The trend exemplified by the Queensland law is clear. Those religious traditionalists who believe that their eternal life is in peril by complying with the governmental rules will be subject to increasingly painful choices. The priest who refuses to break the seal of the confessional will be faced with jail. The doctor who refuses to refer for an abortion will face loss of their license and their livelihood. What has now become true in Australia is what may well be a reality in the United States very soon.
The proper balance between the rights of the Catholic Church and the rights of the government have been in dispute since its origin.

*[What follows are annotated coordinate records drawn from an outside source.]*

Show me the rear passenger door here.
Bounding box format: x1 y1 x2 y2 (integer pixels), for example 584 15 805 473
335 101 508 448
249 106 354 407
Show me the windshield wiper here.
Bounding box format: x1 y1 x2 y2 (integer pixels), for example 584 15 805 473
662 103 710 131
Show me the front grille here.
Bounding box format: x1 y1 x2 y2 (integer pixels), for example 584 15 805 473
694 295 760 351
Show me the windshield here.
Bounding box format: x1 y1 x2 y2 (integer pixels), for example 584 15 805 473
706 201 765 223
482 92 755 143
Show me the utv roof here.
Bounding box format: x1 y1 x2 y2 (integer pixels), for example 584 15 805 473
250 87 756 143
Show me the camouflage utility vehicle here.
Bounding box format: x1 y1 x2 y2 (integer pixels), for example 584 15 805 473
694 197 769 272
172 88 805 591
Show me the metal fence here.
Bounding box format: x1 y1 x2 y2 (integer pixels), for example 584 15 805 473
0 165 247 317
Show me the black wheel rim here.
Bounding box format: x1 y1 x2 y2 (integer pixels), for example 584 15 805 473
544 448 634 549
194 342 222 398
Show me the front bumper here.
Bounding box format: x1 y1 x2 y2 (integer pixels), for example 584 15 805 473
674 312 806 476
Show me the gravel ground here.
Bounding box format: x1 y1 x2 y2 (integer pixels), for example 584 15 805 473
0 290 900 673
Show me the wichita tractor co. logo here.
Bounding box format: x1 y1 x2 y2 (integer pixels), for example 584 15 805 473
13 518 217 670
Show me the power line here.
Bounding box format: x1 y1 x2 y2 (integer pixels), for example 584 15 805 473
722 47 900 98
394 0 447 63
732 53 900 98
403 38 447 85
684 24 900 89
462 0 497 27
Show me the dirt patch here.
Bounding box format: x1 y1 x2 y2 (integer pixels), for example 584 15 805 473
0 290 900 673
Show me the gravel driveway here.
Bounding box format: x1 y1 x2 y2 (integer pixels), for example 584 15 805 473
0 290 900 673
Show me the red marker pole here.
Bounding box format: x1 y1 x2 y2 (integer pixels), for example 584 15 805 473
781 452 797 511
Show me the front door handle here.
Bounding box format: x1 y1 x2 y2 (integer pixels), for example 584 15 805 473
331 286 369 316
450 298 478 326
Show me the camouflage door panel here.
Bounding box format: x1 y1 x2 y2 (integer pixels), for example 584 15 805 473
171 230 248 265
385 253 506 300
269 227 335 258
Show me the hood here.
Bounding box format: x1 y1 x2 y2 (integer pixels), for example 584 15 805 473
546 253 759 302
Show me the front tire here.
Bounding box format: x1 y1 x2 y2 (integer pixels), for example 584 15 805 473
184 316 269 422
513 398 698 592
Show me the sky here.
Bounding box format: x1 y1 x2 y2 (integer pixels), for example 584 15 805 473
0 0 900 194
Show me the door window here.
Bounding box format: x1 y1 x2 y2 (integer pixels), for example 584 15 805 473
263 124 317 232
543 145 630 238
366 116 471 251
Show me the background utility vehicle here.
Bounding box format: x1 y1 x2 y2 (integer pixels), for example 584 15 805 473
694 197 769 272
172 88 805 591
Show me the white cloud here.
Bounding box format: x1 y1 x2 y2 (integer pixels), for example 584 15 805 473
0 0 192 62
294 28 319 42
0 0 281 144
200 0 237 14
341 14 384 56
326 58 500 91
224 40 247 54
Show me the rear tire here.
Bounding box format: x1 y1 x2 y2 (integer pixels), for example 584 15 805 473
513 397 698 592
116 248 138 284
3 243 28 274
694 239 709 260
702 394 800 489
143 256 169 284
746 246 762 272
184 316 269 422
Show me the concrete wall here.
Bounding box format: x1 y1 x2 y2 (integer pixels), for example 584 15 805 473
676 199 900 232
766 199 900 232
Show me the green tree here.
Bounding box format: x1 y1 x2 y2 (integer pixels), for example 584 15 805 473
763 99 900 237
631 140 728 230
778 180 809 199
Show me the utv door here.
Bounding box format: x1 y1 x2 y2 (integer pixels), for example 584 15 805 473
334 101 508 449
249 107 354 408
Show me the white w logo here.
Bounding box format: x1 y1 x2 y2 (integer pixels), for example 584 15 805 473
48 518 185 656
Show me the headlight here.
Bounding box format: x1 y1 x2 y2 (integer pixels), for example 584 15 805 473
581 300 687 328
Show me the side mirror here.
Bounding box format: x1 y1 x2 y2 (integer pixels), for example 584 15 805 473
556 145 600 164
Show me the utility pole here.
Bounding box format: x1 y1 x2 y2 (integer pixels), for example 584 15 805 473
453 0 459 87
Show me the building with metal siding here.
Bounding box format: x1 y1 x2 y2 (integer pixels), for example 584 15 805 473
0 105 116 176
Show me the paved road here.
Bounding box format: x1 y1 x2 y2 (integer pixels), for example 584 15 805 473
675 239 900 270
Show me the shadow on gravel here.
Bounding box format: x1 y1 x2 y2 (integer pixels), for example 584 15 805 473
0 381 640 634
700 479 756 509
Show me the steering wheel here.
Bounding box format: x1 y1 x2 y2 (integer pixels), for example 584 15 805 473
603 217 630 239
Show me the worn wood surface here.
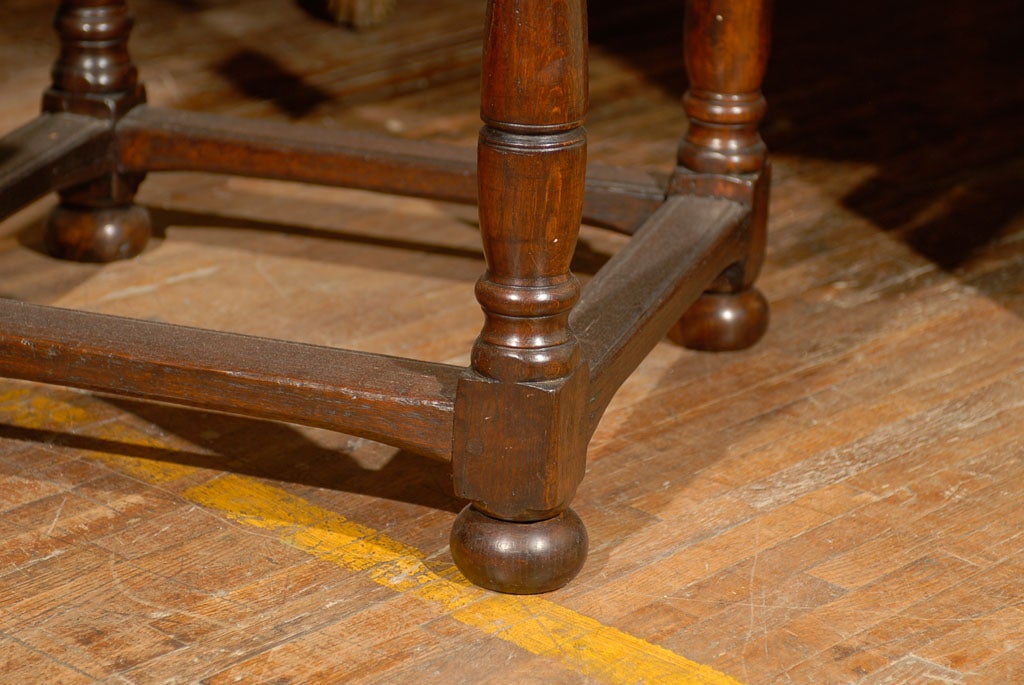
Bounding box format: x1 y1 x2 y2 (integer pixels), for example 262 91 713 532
0 0 1024 683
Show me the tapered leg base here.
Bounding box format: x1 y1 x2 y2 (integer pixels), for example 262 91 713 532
669 288 769 352
46 204 152 262
452 505 587 595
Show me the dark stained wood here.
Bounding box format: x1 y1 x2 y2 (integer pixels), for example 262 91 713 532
0 114 112 218
43 0 151 262
0 300 462 459
3 0 768 593
570 196 748 423
117 106 665 233
0 0 1024 685
670 0 771 351
452 0 587 594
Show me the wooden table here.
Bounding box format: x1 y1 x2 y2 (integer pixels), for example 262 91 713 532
0 0 769 593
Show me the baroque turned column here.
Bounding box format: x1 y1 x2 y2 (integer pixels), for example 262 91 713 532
43 0 151 261
670 0 771 351
452 0 587 594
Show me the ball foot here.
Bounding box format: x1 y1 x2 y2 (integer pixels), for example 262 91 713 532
669 288 769 352
451 505 587 595
46 205 151 262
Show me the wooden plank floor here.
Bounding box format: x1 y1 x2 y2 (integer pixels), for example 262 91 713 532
0 0 1024 684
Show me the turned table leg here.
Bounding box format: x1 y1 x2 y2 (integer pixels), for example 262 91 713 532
452 0 587 594
671 0 771 350
43 0 151 261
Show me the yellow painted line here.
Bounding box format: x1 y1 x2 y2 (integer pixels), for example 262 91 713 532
184 475 737 685
0 388 739 685
0 385 197 484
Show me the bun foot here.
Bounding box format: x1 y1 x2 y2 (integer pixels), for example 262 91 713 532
669 288 769 352
46 205 151 262
451 505 587 595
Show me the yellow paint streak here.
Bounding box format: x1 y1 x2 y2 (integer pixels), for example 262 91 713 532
184 475 737 685
0 386 196 485
0 387 738 685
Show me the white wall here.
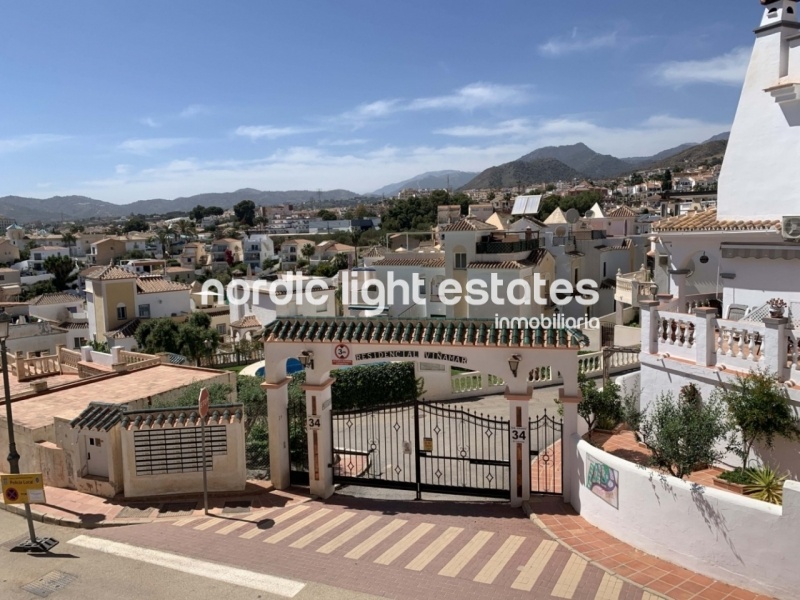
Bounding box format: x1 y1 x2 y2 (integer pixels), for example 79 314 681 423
572 436 800 600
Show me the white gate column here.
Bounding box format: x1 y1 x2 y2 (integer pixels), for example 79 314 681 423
302 372 333 500
505 388 531 507
261 377 292 490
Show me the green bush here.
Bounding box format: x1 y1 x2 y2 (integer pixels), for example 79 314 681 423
331 362 421 410
640 394 730 478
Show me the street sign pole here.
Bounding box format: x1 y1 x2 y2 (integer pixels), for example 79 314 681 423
198 388 208 515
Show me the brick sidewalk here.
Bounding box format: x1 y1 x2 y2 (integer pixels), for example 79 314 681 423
79 496 764 600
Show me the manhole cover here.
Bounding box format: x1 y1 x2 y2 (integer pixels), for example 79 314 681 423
222 500 250 514
22 571 78 598
158 502 197 517
117 504 157 519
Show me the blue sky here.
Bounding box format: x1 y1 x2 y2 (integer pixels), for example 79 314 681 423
0 0 762 203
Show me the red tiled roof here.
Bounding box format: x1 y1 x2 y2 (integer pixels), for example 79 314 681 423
653 208 781 232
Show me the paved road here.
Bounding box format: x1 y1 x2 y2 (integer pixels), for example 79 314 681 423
59 495 651 600
0 511 375 600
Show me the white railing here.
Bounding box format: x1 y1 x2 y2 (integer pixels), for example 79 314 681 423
119 350 161 371
58 348 81 373
714 319 764 369
16 354 61 381
656 311 696 361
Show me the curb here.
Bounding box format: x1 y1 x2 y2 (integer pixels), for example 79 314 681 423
522 500 669 600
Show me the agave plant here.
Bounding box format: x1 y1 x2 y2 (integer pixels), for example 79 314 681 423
744 465 786 504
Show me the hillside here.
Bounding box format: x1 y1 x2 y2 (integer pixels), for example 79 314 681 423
372 171 477 196
639 140 728 170
519 143 631 179
0 189 358 223
462 158 585 189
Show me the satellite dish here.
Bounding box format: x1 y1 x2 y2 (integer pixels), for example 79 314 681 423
564 208 581 225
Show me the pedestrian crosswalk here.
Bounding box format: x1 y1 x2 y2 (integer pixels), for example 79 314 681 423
172 503 641 600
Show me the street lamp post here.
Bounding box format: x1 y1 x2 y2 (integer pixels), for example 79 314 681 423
0 312 58 552
0 312 19 475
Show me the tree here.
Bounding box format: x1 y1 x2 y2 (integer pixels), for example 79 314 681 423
134 318 181 354
578 374 623 438
61 231 78 256
317 208 339 221
300 244 316 259
122 215 150 233
640 394 729 478
716 370 800 468
233 200 256 227
43 256 76 291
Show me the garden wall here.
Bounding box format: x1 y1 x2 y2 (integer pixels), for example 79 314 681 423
571 436 800 600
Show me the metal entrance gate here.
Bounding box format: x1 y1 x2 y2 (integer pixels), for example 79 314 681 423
528 410 564 494
331 400 511 498
287 398 308 485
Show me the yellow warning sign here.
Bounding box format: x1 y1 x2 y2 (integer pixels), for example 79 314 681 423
0 473 46 504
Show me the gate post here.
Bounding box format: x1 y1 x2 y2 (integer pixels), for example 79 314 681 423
505 388 531 507
261 377 292 490
302 372 333 500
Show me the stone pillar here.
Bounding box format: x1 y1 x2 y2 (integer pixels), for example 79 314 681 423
669 269 689 313
505 388 531 507
639 300 659 354
261 377 292 490
694 306 717 367
558 357 582 502
759 317 789 381
303 377 333 500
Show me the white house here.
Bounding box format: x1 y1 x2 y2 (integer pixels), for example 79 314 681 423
640 0 800 474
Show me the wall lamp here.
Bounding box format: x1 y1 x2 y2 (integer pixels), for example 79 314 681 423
297 350 314 369
508 354 522 377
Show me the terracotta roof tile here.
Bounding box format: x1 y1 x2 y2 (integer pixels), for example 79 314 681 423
372 255 444 267
81 265 136 281
439 218 497 232
606 206 638 218
136 275 191 294
28 292 83 306
467 248 548 271
653 208 781 232
231 315 261 329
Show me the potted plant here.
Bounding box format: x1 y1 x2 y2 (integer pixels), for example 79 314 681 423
767 298 786 318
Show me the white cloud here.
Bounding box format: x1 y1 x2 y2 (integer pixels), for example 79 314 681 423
435 115 730 157
654 48 751 87
434 119 534 137
406 82 530 111
180 104 211 118
117 138 192 154
0 133 69 152
539 27 617 56
234 125 319 140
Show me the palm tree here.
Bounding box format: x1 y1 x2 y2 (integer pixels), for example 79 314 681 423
61 231 77 256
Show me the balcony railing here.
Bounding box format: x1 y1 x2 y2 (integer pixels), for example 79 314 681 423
475 238 539 254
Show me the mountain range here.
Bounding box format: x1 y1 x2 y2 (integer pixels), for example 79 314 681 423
461 133 728 190
0 188 359 223
372 171 477 196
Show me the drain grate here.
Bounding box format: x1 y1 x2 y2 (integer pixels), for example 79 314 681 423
22 571 78 598
222 500 250 514
117 504 157 519
158 502 197 517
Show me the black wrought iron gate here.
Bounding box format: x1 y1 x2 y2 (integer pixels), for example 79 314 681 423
287 399 308 485
528 410 564 494
331 400 511 498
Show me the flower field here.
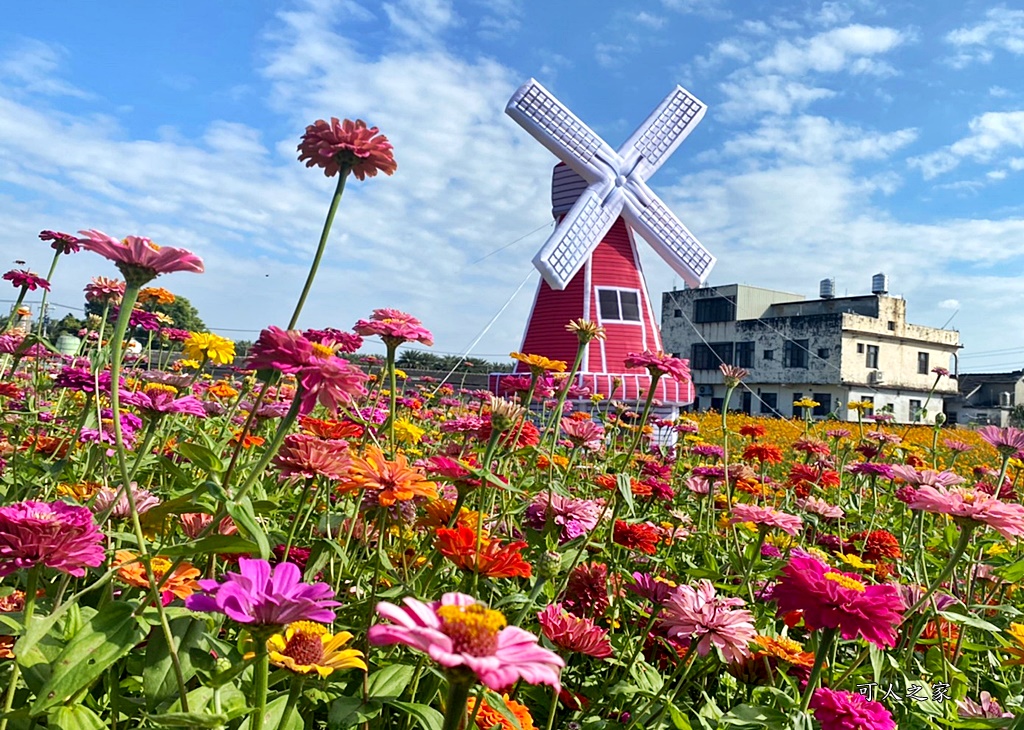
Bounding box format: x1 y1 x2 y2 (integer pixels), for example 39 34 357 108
0 120 1024 730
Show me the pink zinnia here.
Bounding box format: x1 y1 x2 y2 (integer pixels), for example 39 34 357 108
78 229 204 285
246 325 313 374
3 268 50 292
978 426 1024 457
811 687 896 730
0 502 104 577
625 350 690 383
298 356 367 416
352 309 434 347
729 505 804 535
367 593 565 691
39 230 79 254
771 555 906 648
660 579 757 662
298 117 398 180
562 418 604 452
185 558 341 627
273 433 352 479
537 603 613 659
907 485 1024 541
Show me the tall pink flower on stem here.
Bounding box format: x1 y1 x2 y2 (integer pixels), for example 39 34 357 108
78 229 205 286
368 593 565 730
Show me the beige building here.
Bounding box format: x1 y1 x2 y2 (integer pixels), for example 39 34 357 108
662 274 961 423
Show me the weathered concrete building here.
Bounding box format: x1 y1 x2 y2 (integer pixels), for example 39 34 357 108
662 274 961 423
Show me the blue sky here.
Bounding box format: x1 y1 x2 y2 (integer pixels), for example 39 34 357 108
0 0 1024 364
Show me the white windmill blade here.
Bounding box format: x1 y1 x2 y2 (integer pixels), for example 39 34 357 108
505 79 618 182
622 184 716 288
534 185 623 291
621 86 708 179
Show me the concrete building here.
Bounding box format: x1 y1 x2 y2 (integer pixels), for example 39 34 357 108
662 274 961 423
946 370 1024 427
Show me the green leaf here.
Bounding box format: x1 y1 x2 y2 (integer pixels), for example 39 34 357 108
47 704 106 730
31 603 145 716
612 474 633 518
142 617 206 710
385 699 442 730
327 697 384 730
147 713 228 728
224 496 270 560
367 664 416 697
176 442 224 474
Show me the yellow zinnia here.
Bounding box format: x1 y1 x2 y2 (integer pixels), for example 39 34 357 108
266 621 367 677
181 332 234 364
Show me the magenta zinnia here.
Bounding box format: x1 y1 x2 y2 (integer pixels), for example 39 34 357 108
298 117 398 180
185 558 341 627
0 502 103 577
660 579 757 662
537 603 612 659
368 593 565 691
78 229 204 286
772 555 906 648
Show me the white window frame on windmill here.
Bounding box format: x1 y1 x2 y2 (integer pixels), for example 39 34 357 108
594 287 644 327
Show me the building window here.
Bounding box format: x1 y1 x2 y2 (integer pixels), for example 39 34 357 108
693 297 736 325
597 289 640 323
736 342 754 368
782 340 808 368
690 342 732 370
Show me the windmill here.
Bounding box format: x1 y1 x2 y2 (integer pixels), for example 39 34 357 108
495 79 715 405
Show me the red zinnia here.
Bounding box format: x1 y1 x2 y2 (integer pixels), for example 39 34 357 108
437 525 534 577
612 520 660 555
298 117 398 180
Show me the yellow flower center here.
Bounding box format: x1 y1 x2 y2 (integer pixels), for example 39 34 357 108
437 603 508 656
281 621 327 667
825 572 867 593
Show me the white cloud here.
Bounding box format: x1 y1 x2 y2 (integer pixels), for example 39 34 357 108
908 111 1024 180
946 7 1024 68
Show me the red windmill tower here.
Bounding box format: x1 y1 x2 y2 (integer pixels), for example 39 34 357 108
495 79 715 406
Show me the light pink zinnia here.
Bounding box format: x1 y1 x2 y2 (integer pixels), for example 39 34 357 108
729 505 804 535
298 117 398 180
298 356 367 416
907 485 1024 541
367 593 565 691
660 579 757 662
78 229 205 284
625 350 690 383
352 308 434 347
0 502 104 577
537 603 613 659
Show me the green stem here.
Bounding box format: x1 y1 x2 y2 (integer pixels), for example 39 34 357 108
249 633 270 730
800 629 837 713
285 165 349 330
441 680 473 730
0 565 40 730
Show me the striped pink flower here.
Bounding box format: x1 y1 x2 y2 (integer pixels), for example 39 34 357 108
537 603 612 659
367 593 565 691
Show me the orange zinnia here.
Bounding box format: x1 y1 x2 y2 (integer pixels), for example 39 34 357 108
114 550 200 606
339 445 437 507
437 525 534 577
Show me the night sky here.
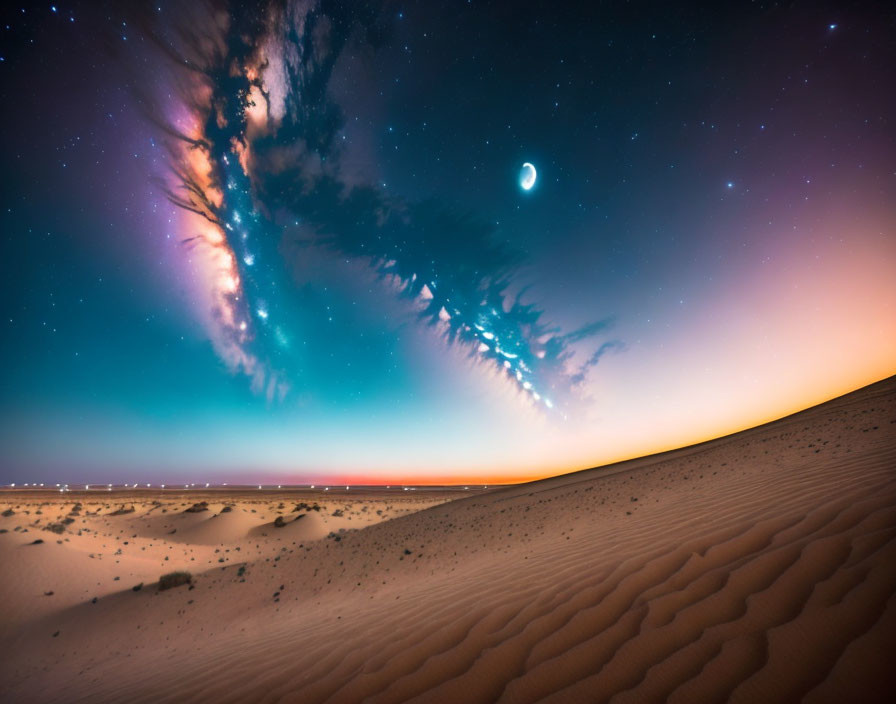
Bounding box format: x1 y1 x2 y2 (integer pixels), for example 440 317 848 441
0 0 896 483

While the guides on the St. Charles Bridge give the traditional Catholic view of the martyrdom of St. John Nepomuk, some trace the origins of the story to an investiture crisis between the King and the Bishop. That is, perhaps, another side of the same coin. In 1393 the fidelity of the queen might have been as dangerous to the security of the crown as the threat of foreign invasion. Either way, the government will always have its own set of priorities focused on this world, not any belief in the next.
The proper balance between the rights of the Catholic Church and the rights of the government have been in dispute since its origin. We must work at maintaining the balance that we have enjoyed up until now in the United States. Otherwise, the lamentable prophecy of the late Cardinal George of Chicago will come true: “I expect to die in bed, my successor will die in prison and his successor will die a martyr in the public square.” He did, however, add this hopeful note: “His successor will pick up the shards of a ruined society and slowly help rebuild civilization, as the church has done so often in human history.” As many a weary tourist in Prague would say, “Let’s just skip to the end and get to the good stuff.”